V. İBADET
A. ALLAH'A KULLUK - 2
3. KULLAR
a) Genel olarak kulların durumu (Allah Kullarına –İnsan ve cin topluluklarına- Haber veriyor)
İnanan kullarıma söyle: Namazı kılsınlar, kendilerine verdiğimiz rızıklardan, hiçbir alışverişin, hiçbir dostluğun olmadığı o gün gelmeden önce, gizli ve açık infak etsinler. 14. sure (İBRÂHİM) 31. ayet (Resmi: 14/İniş:72/Alfabetik:40)
"Benim
kullarım aleyhine senin elinde hiçbir güç / kanıt olmayacak. Azgınların
seni izleyenleri müstesna." 15. sure
(HİCR) 42. ayet (Resmi: 15/İniş:54/Alfabetik:36)
Haber ver kullarıma: Hiç kuşkusuz benim, evet benim,
Gafûr ve Rahîm. 15. sure (HİCR) 49. ayet
(Resmi: 15/İniş:54/Alfabetik:36)
Göklerde
ve yerde bulunan herkes, Rahman'a kul olarak gelecektir. 19. sure (MERYEM) 93. ayet (Resmi: 19/İniş:44/Alfabetik:63)
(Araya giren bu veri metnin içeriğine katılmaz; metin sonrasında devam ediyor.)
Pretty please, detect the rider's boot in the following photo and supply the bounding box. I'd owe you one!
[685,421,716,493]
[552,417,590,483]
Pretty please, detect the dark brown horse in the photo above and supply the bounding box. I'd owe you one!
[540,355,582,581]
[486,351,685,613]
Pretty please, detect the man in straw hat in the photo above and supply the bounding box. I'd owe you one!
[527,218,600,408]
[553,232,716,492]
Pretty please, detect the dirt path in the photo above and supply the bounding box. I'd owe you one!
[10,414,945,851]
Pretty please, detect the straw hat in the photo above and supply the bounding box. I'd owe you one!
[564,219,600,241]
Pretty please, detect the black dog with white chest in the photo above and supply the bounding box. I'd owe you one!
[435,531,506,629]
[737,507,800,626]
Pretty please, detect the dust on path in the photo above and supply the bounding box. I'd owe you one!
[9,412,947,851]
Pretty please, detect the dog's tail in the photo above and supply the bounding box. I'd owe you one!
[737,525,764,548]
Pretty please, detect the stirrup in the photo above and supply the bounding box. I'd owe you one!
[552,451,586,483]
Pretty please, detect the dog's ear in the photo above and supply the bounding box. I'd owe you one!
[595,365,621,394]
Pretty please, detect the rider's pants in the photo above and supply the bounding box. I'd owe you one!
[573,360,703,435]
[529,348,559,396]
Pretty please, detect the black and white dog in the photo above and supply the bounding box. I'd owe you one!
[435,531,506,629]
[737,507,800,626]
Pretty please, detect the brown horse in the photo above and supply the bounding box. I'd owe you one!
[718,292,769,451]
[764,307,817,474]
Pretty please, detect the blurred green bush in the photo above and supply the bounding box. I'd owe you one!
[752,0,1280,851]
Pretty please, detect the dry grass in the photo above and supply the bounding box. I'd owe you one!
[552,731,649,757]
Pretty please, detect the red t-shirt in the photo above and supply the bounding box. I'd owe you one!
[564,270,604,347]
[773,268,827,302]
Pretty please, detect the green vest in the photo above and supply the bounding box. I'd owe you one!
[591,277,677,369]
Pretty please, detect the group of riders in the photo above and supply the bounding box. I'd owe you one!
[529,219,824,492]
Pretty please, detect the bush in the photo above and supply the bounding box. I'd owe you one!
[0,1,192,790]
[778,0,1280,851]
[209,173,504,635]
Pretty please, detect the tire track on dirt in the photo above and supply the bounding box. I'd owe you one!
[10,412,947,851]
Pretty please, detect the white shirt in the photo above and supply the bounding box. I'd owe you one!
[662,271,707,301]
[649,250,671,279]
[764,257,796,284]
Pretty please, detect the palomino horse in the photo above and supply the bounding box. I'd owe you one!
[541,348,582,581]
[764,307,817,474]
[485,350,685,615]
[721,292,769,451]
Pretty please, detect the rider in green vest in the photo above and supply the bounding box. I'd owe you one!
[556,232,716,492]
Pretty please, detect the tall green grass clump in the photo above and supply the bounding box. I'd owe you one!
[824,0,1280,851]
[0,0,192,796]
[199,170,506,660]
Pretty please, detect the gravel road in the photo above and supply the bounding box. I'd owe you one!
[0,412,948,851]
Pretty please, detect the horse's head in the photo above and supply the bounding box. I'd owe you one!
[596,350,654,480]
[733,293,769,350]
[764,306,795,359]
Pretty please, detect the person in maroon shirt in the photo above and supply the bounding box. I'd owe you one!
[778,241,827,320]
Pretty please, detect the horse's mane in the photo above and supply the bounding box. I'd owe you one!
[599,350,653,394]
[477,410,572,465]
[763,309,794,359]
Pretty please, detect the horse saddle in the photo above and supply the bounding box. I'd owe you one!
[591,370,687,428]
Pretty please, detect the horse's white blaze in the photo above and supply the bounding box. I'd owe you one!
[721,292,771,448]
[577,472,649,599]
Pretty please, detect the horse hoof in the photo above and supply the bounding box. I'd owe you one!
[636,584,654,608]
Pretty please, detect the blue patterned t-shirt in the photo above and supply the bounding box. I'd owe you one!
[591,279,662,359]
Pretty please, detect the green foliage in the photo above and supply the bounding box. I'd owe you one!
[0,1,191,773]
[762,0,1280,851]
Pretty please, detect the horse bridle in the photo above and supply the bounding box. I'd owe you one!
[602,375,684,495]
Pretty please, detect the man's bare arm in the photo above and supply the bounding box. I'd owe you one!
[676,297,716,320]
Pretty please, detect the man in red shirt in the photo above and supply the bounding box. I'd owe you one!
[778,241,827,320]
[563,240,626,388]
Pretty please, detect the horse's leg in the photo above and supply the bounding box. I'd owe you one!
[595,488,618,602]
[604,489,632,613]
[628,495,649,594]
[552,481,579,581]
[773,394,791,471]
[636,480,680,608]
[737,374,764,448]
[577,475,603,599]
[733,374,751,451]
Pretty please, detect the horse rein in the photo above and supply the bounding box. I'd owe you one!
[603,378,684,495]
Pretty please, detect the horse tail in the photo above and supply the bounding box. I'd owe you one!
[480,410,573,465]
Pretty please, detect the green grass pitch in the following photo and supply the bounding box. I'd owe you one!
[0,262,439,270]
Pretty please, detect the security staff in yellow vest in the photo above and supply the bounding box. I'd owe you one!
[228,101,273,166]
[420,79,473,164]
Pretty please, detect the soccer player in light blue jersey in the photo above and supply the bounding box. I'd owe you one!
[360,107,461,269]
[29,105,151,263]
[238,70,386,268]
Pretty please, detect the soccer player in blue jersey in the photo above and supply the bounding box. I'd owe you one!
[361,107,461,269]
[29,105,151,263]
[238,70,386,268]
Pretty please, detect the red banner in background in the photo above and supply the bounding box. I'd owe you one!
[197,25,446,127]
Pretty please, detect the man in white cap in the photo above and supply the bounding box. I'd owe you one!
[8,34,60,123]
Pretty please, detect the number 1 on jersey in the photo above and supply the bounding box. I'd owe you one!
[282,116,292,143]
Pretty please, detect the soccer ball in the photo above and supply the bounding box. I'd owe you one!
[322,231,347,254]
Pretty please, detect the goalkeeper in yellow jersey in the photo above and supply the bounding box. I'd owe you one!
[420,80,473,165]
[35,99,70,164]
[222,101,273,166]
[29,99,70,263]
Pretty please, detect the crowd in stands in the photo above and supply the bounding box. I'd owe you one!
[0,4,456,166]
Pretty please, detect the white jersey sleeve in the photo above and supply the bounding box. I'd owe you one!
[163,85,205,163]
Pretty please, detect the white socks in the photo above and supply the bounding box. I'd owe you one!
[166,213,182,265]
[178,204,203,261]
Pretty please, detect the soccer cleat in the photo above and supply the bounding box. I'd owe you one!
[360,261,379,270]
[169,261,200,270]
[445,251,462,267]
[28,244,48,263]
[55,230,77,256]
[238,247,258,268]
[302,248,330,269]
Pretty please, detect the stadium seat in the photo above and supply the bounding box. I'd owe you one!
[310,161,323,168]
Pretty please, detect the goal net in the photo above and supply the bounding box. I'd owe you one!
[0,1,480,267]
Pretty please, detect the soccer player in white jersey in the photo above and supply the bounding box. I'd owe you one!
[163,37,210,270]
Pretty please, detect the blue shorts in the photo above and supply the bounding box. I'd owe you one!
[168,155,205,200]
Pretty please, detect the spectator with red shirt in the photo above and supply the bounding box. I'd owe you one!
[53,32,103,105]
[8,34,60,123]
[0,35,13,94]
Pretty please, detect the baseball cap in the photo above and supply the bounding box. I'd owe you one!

Eğer nankörlüğe saparsanız şu bir
gerçek ki, Allah size muhtaç olmayacak bir Gani'dir.
O, kulları için inkar ve nankörlüğe razı olmaz. Eğer şükrederseniz bunu
sizin için rızasına uygun bulur. Hiçbir günahkar bir başkasının günahını
yüklenmez. Sonunda dönüşünüz ancak Rabbinizedir. O size, işlemiş olduklarınızı
haber verecektir. O, göğüslerin saklamakta olduklarını çok iyi bilir. 39. sure (ZÜMER) 7. ayet (Resmi: 39/İniş:59/Alfabetik:114)
Tarafımdan
söyle: "Ey iman eden kullarım, Rabbinizden korkun! Bu dünya hayatında
güzel düşünüp güzel davrananlara güzellik vardır. Allah'ın toprağı / yeryüzü
geniştir. Sadece sabredenlere, ücretleri hesapsız ödenecektir." 39. sure (ZÜMER) 10. ayet (Resmi: 39/İniş:59/Alfabetik:114)
Onların
üstlerinde ateşten gölgeler, altlarında da gölgeler vardır. İşte Allah,
kullarını bundan korkmaya çağırıyor. "Ey kullarım, benden korkun!" 39. sure (ZÜMER) 16. ayet (Resmi: 39/İniş:59/ Alfabetik:114)
b) İman eden / inanan (mümin) ve salih amelli / iyi (müslim) kullar. (Allah kullarına çok yakındır. Onları işitir, görür, bilir ve onlara cevap/karşılık verir)
Kullarım sana benden sorarlarsa ben Karîb'im, gerçekten çok yakınım. Dua edenin çağrısına, bana çağırıp yakardığı anda cevap veririm. Hadi onlar da bana karşılık versinler, bana inansınlar ki doğruyu ve iyiyi bulabilsinler. 2. sure (BAKARA) 186. ayet (Resmi: 2/İniş:92/Alfabetik:11)
De ki: "Bu sayılanlardan
daha iyisini size haber vereyim mi? Sakınıp korunanlar için, Rableri katında,
altlarından nehirler akan, içinde sürekli kalacakları cennetler, tertemiz eşler
ve Allah'tan bir hoşnutluk olacaktır. Allah,
kulları en iyi biçimde görmektedir." 3. sure (ÂLİ IMRÂN) 15. ayet (Resmi: 3/İniş:94/Alfabetik:7)
Seninle
kanıt yarıştırmaya girerlerse şöyle söyle: "Ben yüzümü Allah'a teslim
ettim. Bana uyanlar da." Kitap verilenlerle ümmîlere de sor: "Siz de
teslim oldunuz mu?" Eğer teslim olurlarsa doğruya ve güzele kılavuzlanmışlardır.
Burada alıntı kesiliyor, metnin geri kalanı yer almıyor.